Unfortunately for Macron, the joint paper released by both countries’ finance ministries indicate that his victory is more symbolic than substantial. The two countries agreed in principle to a budget last June, but detailed negotiations saw more conservative German ideas winning out.
Loss of trust
The French and Germans have been negotiating a euro-zone budget for some time, with many sessions going on into the early hours of the morning. Apparently, the French were frustrated with the German foot-dragging and at one stage, French finance minister, Bruno Le Maire, warned about a loss of trust. And the eventual compromise seems to have resulted in little to celebrate.
The original idea – that the euro-zone budget be used to stabilize European countries in crisis – barely gets a mention in the Franco-German paper, notes Lucas Guttenberg, deputy director of the Delors Institute, a German-French think tank focusing on Europe. “The unity was mainly around that central bit of progress. The overall impression is that this [new euro-zone budget] is interchangeable with the EU budget.”
The amount of the budget is yet to be decided. Macron had wanted one that equated with several percentage points of the euro zone’s total GDP, which would have equaled hundreds of billions of euros. But now his finance minister says that somewhere between €20-25 billion is a good enough “starting point”. That equals just 0.2 percent of the combined euro zone’s GDP.

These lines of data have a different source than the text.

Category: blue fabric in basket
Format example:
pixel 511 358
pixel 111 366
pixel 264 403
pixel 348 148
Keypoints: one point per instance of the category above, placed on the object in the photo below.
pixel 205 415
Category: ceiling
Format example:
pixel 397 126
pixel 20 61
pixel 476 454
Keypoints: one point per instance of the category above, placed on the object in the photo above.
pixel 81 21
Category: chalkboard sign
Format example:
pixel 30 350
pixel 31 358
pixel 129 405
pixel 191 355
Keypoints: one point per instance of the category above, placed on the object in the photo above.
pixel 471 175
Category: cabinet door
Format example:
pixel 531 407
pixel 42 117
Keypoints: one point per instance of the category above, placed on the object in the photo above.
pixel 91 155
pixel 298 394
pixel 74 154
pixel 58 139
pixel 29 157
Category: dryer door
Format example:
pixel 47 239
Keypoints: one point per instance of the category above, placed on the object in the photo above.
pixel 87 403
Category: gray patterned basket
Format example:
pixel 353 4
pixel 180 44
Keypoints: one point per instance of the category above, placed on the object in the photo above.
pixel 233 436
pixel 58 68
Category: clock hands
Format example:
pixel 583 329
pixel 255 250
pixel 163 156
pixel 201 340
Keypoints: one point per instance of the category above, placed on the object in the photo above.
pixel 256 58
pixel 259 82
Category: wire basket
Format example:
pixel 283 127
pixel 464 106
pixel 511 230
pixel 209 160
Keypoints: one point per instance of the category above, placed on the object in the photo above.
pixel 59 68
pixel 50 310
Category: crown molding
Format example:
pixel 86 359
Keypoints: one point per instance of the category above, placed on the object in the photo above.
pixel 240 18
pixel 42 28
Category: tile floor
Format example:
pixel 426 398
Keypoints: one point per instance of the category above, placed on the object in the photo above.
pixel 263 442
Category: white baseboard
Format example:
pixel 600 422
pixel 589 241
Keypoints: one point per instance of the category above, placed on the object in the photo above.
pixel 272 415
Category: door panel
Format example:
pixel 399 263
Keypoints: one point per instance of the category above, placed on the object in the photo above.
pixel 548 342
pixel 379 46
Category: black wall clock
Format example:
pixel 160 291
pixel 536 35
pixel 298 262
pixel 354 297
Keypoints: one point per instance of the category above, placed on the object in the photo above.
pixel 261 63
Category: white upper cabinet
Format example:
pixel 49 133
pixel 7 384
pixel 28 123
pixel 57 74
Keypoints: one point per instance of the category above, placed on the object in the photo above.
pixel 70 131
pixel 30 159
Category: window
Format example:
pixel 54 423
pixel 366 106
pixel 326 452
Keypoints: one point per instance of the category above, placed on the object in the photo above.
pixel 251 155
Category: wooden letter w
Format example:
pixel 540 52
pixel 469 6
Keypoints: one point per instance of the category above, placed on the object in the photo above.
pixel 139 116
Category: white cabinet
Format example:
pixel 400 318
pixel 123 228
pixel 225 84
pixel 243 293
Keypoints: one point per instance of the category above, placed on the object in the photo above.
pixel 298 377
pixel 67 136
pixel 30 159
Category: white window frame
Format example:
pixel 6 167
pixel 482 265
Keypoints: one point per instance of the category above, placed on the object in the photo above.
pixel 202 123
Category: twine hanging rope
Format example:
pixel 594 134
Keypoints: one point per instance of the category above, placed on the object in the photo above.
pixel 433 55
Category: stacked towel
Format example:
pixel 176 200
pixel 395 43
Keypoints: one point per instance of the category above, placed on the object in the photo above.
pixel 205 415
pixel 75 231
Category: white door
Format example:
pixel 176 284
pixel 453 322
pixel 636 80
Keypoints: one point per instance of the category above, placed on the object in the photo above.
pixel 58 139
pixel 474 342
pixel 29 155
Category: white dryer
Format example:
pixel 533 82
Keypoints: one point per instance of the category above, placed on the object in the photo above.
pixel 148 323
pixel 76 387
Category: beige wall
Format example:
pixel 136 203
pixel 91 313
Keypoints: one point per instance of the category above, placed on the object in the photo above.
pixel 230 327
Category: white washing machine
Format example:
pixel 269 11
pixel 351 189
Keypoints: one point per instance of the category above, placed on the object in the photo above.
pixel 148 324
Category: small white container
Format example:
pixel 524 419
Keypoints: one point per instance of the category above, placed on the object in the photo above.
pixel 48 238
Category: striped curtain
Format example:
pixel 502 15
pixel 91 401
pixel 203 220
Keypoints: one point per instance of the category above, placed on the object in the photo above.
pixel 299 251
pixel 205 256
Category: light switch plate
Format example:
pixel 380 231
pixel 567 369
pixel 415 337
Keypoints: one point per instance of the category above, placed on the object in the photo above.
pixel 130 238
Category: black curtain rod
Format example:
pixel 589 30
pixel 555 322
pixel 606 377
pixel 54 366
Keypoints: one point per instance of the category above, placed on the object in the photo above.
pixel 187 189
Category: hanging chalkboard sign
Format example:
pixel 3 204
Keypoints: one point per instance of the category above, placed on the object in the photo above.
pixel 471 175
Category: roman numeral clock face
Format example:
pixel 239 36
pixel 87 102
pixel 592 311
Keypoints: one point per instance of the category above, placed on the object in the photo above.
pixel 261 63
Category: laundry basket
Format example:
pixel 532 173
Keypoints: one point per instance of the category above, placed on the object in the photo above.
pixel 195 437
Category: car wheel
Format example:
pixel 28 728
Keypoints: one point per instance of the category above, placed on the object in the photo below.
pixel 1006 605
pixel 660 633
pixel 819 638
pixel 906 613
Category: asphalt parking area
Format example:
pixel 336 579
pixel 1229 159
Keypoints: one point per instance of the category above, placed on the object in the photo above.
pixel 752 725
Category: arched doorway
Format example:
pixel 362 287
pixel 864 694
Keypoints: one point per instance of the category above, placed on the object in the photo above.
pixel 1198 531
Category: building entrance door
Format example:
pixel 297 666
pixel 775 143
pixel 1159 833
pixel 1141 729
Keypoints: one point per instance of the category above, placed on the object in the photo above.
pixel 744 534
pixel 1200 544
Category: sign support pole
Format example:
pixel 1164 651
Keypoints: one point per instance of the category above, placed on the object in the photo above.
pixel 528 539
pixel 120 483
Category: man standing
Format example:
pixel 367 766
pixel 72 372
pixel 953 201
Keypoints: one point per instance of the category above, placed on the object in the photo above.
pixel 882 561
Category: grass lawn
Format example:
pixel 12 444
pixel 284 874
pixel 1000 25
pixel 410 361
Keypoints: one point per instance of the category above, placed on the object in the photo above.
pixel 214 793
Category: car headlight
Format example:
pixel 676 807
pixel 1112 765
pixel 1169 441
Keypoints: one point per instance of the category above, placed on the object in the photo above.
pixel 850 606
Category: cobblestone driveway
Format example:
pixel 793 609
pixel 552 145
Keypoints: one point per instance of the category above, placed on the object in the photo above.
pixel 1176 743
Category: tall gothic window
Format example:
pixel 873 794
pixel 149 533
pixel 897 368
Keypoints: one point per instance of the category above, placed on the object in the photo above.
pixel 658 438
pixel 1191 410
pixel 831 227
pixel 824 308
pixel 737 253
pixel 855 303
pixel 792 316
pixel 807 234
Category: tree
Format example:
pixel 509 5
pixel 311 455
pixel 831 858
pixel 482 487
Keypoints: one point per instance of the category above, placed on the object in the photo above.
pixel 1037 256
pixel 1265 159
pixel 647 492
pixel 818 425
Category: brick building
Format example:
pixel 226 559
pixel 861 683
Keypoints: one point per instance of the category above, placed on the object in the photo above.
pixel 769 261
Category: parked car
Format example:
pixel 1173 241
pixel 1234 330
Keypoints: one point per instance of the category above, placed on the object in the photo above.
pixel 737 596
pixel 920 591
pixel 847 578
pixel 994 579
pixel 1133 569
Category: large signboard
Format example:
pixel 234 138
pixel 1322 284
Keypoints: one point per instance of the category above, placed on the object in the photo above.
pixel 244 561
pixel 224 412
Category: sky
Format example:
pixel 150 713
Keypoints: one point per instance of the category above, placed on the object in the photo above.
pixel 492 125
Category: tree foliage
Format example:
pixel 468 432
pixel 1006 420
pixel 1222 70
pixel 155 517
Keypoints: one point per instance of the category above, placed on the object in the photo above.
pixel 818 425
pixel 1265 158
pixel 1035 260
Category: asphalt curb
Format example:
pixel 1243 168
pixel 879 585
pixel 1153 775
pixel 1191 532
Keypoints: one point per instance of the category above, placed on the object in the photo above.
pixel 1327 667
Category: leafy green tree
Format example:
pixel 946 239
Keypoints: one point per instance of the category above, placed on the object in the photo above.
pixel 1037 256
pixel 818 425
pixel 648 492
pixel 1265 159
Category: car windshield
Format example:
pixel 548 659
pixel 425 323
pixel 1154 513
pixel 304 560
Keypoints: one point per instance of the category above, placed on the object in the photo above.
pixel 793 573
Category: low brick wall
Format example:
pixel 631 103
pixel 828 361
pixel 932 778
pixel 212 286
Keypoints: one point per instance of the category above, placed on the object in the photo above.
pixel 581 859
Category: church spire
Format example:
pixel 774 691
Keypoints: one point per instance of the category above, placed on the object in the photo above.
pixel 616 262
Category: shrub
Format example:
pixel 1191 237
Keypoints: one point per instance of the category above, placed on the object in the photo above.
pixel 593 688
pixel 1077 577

Berlin also succeeded in making the new euro-zone budget part of the broader EU budget. This means the new budget will be subject to the same rules as the broader budget, German finance minister Olaf Scholz explained.
Rather than being used as a stabilizing force in times of crisis, the Franco-German paper now suggests a euro-zone budget be used mainly for investments, to help economically weaker regions and to improve EU competitiveness. Recipient countries would need to obey EU budget rules, which will please fiscally conservative EU members.
German resistance still strong
Although analysts have made noises to the contrary, sources close to the German government believe there is a good chance that all the euro-zone finance ministers will sign off on the new euro-zone budget when they meet on Monday. Final approvals must then be given by national leaders at the next EU summit, shortly before Christmas. And they need to be quick – if not approved, the budget could get stuck in the legislative queue, as Brexit and European parliamentary elections are sure to dominate the first six months of 2019.
Meanwhile some Germans are still arguing that the compromise does not make sense. This includes the economic council of Chancellor Angela Merkel’s Christian Democratic Union, or CDU. There are so many other vehicles for investment, says Wolfgang Steiger, the general secretary of the CDU’s economic council. “Studies indicate that risk sharing would be far better managed by strengthening cooperation between European capital markets, rather than by micromanagement through a centralized budget,” Steiger added.
All this will be something that the new CDU head, who will take Angela Merkel’s place at the top of the ruling party come December, will have to deal with. The current coalition government, featuring the Social Democrats and the CDU, agreed on a euro-zone budget during negotiations to form the government. But many center-right CDU members still regard it with suspicion, reflecting Germany’s generally conservative ways when it comes to what they perceive as funding other European countries with German wealth.
The fight to compromise on a euro-zone budget will go on and the French president continues to push hard for joint action. In his speech at the Bundestag over the weekend, Macron reaffirmed his belief in Franco-German cooperation as the engine of European reform. “What we have in common is much greater than our differences,” he reminded German politicians. Whether that counts when it comes to cold, hard cash is clearly another issue.